Kelak dalam hubungan Aceh—Pusat, tokoh-tokoh Minang secara kebetulan berhadap-hadapan kembali sebagai delegasi pemerintah Pusat vis avis delegasi Aceh dalam penyelesaian turunan Undang-Undang Pemerintahan Aceh (UUPA).
Sayangnya proses kompromi Aceh-Minang pada fase ini berjalan sangat lamban dan mengecewakan ditandai dengan banyaknya cooling down. Delegasi pemerintah terkesan tak memahami subtansi Mou Helsinki. Sebaliknya delegasi Aceh dinilai belum mampuni memerankan diri sebagai perunding yang baik.
Perjalanan sejarah bung Hatta harus ditulis secara bernas, boleh dibilang Hatta telah bisa menyatukan dimensi Lokal, Islam dan kenusanteraan. Bukunya yang berjudul “Perdamaian dunia dan Keadilan Sosial” harus dibaca ulang. Buku ini harus menjadi konsep bahwa peran Indonesia kedepan sangat penting dalam mengawasi konflik internasional; israel-Palestina dan hubungan Indonesia vis a vis Barat.
Spirit “Perdamaian Dunia dan Keadilan Sosial” juga harus merasuk ke tanah Aceh. Perdamaian Helsinki sebagai proses transformasi politik belum menjadi ruh seutuhnya manakala tindakan makar mirip pembunuhan dan beberapa jenis agresi kriminal lain masih saja terjadi. Bahwa Perdamaian Helsinki harus benar-benar diresapi sebagai bab dari perdamaian dunia yang memberi keadilan menyeluruh bagi masyarakat Aceh. Tugas pemimpin sebagai pengayom dan pelayan rakyat harus dikembalikan pada jalannya.
Hatta telah mewakili sosok sederhana yang memimpin Indonesia tanpa tending aling-aling. Pakaiannya begitu sederhana. Sosok yang sering orang menyebutnya kutu buku atau penggila ilmu pengetahuan.

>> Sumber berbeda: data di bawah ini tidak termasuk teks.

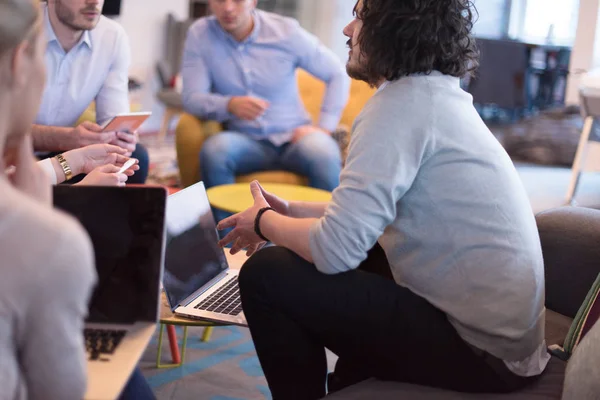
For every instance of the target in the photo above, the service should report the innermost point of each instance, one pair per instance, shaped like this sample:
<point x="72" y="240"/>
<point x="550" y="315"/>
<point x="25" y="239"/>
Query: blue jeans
<point x="228" y="154"/>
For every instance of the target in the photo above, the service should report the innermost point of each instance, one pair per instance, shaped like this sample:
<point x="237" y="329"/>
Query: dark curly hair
<point x="402" y="37"/>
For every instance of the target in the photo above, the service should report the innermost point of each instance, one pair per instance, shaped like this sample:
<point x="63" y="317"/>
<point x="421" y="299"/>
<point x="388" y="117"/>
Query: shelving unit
<point x="199" y="8"/>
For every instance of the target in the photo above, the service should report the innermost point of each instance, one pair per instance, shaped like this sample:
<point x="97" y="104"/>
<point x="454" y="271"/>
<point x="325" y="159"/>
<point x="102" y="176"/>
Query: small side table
<point x="170" y="320"/>
<point x="236" y="197"/>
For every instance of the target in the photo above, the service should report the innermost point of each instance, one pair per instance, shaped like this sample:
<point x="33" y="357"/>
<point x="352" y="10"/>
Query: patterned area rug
<point x="224" y="368"/>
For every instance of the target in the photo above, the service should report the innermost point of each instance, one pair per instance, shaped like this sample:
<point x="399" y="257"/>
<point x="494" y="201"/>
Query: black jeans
<point x="140" y="176"/>
<point x="376" y="327"/>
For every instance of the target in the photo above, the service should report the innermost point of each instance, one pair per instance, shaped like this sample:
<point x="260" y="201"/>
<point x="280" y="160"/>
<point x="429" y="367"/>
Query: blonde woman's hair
<point x="17" y="19"/>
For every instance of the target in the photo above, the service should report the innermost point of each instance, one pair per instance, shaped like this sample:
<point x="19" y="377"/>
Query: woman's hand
<point x="280" y="205"/>
<point x="85" y="159"/>
<point x="106" y="175"/>
<point x="243" y="236"/>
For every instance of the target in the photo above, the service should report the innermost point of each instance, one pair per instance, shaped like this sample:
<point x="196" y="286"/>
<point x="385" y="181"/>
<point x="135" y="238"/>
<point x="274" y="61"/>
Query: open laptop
<point x="197" y="279"/>
<point x="126" y="226"/>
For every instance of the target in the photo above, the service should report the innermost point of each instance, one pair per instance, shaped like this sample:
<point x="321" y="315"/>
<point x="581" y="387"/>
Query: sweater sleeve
<point x="52" y="353"/>
<point x="382" y="163"/>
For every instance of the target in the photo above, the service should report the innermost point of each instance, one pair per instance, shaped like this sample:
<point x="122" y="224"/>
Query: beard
<point x="68" y="17"/>
<point x="356" y="71"/>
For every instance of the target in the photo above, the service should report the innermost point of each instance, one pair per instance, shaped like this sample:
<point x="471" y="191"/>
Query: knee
<point x="260" y="269"/>
<point x="320" y="148"/>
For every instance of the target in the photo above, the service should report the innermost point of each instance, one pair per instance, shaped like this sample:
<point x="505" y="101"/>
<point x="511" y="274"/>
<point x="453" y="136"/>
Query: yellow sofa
<point x="191" y="131"/>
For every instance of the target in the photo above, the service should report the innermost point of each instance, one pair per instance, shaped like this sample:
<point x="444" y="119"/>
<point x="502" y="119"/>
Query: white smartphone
<point x="127" y="122"/>
<point x="126" y="166"/>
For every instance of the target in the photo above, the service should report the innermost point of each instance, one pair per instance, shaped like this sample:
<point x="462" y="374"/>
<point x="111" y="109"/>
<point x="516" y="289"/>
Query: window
<point x="492" y="21"/>
<point x="544" y="21"/>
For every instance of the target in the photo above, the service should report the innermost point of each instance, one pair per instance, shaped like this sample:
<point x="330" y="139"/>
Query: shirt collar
<point x="253" y="35"/>
<point x="51" y="36"/>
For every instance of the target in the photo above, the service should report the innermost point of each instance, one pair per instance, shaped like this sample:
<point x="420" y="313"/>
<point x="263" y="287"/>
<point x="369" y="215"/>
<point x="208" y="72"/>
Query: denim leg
<point x="316" y="156"/>
<point x="228" y="154"/>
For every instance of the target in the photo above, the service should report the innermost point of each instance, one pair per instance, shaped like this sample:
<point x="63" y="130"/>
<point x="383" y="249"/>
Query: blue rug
<point x="225" y="368"/>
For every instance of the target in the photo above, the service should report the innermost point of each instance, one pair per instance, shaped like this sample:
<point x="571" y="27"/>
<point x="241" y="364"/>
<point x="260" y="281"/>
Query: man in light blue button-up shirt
<point x="239" y="68"/>
<point x="87" y="59"/>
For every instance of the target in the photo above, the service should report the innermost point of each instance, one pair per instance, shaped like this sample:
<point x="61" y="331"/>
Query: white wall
<point x="582" y="56"/>
<point x="145" y="24"/>
<point x="327" y="19"/>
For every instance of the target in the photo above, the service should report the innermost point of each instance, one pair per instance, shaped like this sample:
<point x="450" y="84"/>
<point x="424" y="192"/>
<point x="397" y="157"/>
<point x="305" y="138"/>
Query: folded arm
<point x="324" y="64"/>
<point x="197" y="99"/>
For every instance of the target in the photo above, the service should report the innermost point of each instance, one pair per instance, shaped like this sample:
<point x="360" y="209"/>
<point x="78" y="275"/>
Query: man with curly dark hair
<point x="426" y="266"/>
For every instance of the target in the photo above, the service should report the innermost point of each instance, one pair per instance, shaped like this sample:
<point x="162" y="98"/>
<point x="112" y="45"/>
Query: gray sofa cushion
<point x="548" y="387"/>
<point x="570" y="237"/>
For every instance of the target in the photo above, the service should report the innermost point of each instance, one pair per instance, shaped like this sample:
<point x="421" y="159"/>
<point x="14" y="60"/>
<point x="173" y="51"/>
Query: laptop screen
<point x="193" y="257"/>
<point x="126" y="226"/>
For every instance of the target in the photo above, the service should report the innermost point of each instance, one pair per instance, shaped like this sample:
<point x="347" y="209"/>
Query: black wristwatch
<point x="257" y="222"/>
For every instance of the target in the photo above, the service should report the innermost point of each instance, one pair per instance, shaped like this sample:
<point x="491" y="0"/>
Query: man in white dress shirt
<point x="87" y="59"/>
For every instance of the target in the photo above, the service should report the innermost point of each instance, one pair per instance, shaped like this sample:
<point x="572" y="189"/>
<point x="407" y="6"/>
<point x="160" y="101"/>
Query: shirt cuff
<point x="329" y="121"/>
<point x="48" y="168"/>
<point x="317" y="250"/>
<point x="221" y="104"/>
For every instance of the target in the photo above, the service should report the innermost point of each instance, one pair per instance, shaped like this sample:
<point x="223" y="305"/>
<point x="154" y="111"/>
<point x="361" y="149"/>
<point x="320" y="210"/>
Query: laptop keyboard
<point x="226" y="300"/>
<point x="102" y="341"/>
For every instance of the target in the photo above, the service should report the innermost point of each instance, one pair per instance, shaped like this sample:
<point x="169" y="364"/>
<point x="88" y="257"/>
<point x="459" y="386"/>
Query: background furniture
<point x="590" y="109"/>
<point x="570" y="238"/>
<point x="168" y="70"/>
<point x="500" y="78"/>
<point x="237" y="197"/>
<point x="191" y="131"/>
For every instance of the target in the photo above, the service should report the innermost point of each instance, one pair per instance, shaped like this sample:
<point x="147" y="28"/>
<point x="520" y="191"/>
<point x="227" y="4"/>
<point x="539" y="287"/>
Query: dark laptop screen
<point x="193" y="256"/>
<point x="126" y="226"/>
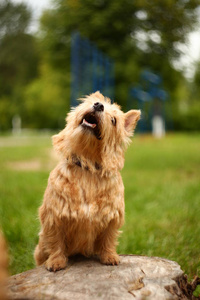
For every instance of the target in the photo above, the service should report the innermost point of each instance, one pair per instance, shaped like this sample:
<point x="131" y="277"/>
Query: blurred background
<point x="143" y="54"/>
<point x="44" y="68"/>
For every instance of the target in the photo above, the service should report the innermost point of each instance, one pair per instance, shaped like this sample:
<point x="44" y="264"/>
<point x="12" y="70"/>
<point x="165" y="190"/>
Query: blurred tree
<point x="137" y="34"/>
<point x="18" y="59"/>
<point x="45" y="100"/>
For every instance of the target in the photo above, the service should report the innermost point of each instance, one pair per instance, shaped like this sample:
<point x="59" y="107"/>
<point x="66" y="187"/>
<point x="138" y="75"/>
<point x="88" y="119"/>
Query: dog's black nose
<point x="98" y="106"/>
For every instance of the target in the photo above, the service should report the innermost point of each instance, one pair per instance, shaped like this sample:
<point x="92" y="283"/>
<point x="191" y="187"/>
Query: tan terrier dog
<point x="83" y="205"/>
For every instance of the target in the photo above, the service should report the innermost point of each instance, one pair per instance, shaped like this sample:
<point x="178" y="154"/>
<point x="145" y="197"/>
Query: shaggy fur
<point x="83" y="205"/>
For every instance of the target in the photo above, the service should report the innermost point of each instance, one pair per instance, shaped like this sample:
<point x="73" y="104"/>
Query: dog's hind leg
<point x="39" y="255"/>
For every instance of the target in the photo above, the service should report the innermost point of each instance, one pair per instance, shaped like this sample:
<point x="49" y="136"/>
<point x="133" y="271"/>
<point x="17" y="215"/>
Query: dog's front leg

Akhirnya kita mencoba menggali kembali semangat Bung Hatta, di hari kelahirannya tanggal 12 Agustus. Bulan yang juga menjadi spirit bagi kemerdekaan Indonesia serta spirit pedamaian Aceh. Kata-kata pujangga Rene de Clerq diambil Hatta sebagai pijakan dan spirit membangun bangsa; hanya ada satu negeri yang menjadi negeriku, ia tumbuh dari perbuatan, dan perbuatan itu ialah usahaku.
Hatta yang tiba dari tanah Minang telah memberi aroma romansa dan kisah bagi tanah Indonesia. Jika Minang yang diibaratkan sebagai tanah puisi, maka Hatta sendiri ialah puisi bagi Indonesia yang harus dibaca manakala pemerintahan tak lagi berjalan sebagaimana mestinya. Ketika tugas-tugas rekonsiliasi berjalan sangat sulit, kita harus kembali mencontohi kebesaran jiwa Hatta.